Where to Stream Hare Splitter Online
Hare Splitter is available on major OTT services, and you can check the "Where to Watch" widget at the top of this page for current streaming availability. The specific platforms rotate their classic Warner Bros. content based on licensing agreements, so it's worth checking which service has it in your region right now. Some streamers focus on family-friendly content and keep these cartoons permanently in their libraries, while others cycle them seasonally. The widget above will save you time—it's updated in real-time and shows you exactly where you can watch without hunting through three different apps.
Frequently Asked Questions
Q: Who directed Hare Splitter?
Friz Freleng directed Hare Splitter. Freleng was one of Warner Bros.' most accomplished animation directors and worked extensively with Bugs Bunny throughout the character's career, creating some of the most memorable cartoons of the golden age.
Q: When was Hare Splitter released?
Hare Splitter premiered on September 25, 1948, as a theatrical short distributed by Warner Bros. Pictures. It was part of the Merrie Melodies series, which meant it was in color and designed to play before feature films in cinemas.
Q: How long is Hare Splitter?
The short runs seven minutes, which was standard length for theatrical cartoon shorts of that era. That runtime allowed for a complete story arc without feeling rushed or overstaying its welcome.
Q: Is Hare Splitter appropriate for kids?
Yes. Though it's from 1948, Hare Splitter contains no objectionable content by modern standards. It's slapstick comedy with cross-dressing humor that's played for laughs rather than anything mean-spirited. Kids and adults both enjoy it.
Q: What's the title's meaning?
"Hair splitting" typically refers to obsessing over minor details. The title works as a pun because Bugs is literally trying to "split" (separate) Casbah and Daisy Lou so he can have her to himself. It's the kind of clever wordplay Warner Bros. Cartoons specialized in.

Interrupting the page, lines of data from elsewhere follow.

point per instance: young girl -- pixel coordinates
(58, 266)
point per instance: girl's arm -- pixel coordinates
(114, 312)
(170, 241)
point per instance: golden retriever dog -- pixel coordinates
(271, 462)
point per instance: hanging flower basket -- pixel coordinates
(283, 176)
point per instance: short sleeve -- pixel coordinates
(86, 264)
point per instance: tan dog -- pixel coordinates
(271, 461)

Final Thoughts on Hare Splitter
Hare Splitter doesn't need to be "rediscovered." It never really went away. Animation fans, Warner Bros. completists, and anyone curious about where modern comedy comes from will find something to love here. The short proves that you don't need a feature-length runtime to tell a satisfying story or land consistent laughs. Seven minutes. That's all Freleng and his team needed. Watch it if you're a Bugs Bunny fan, watch it if you care about animation history, or watch it if you just want to see how comedy used to work—before everything got so complicated.